The cinematic nature of Kroytor's work is underscored by the fact that it craves, even demands, movement, much like the spirit at the core of roadside eateries. The artist's aesthetic is that of movement at rest and of repose in between marathons, spanning countries, dreams, and clandestine fears. The road itself, much like David Lynch's Lost Highway, remains within the viewers' reality, but Kroytor's work rises above this perpetual rat race, like a phantom simultaneously enveloping and substituting reality. What if everything has changed? What if we just hadn't noticed?
This kind of superimposition of realities is often employed by Lynch, who refers to television myths and phantasms in Twin Peaks and the Hollywood fairytale in Mulholland Drive. What the two artists have in common is not so much the dreamlike quality of their work as the premise that dreams can be seen not only by people, but by mediums, buildings, and titanic Lovecraftian monsters for whom humanity is merely the byproduct of sweet cosmic slumber.
The ephemeral nature of this reality is supported by the precision of its structures: heavy levitating blocks. Soaring constructivist buildings, assembled from Disney comics, disrupt the polarity of up vs. down, us vs. them, and then vs. now. Kroytor's fusion of the Russian avant-garde, as a symbol of Russian curiosities, with Disney's common universality, demonstrates her desire to locate our coordinates, pinpointing our position somewhere between 20th-century pioneers and present times. Hence, fragments of pop culture become ornaments, forming a solid mass out of something that is fragmentary by nature. Kroytor's determination to find life and longevity in something conveyor-like and fleeting, without constructing a definitive narrative, but by perpetually slipping its semblance just out of reach, is precisely what gives flight to our imaginations.

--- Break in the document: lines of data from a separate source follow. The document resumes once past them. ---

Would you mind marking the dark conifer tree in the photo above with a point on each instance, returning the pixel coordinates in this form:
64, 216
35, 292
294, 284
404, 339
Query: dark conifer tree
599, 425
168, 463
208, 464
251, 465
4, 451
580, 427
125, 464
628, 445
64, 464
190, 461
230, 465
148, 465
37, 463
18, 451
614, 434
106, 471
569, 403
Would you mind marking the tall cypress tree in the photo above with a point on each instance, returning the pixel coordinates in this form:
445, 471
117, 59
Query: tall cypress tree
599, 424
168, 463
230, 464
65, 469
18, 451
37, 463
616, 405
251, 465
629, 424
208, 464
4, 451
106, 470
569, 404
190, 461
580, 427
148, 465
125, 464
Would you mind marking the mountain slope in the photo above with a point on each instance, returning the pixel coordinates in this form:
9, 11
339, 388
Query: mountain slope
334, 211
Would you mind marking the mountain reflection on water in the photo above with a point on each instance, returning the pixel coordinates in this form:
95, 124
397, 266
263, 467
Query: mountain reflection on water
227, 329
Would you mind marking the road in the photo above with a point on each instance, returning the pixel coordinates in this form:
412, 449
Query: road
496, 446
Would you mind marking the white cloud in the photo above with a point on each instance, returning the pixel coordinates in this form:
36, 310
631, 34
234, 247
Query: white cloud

Thus, cartoon faces flicker and fidget like endless grains of sand and at a distance turn out to be nothing more than colors wedged in space—as audiences will hardly be able to connect with the beloved anthropomorphic characters in a way that is familiar. Their point of attraction will remain in the background where there appears something that eludes definition, although the desire to try is certainly undeniable. Perhaps, this is simply that "damaged core of something beyond our comprehension" written of H.P. Lovecraft?
Like Solaris's intelligent ocean, this captivating emptiness is the elusive Other who can neither be described nor captured—at least in a comprehensible way. Its presence can only be felt, akin to how the Strugatskys' and Tarkovsky's stalker senses the vibrations and invisible laws of the Zone. And so, audiences find themselves in a position where contact is only possible if they suspend their habit of separating figures from the background. Although this territory is indivisible, like Stalker's Wish Granter, it is capable of sending the audiences an encoded message if not of fulfilling their most sacred desires.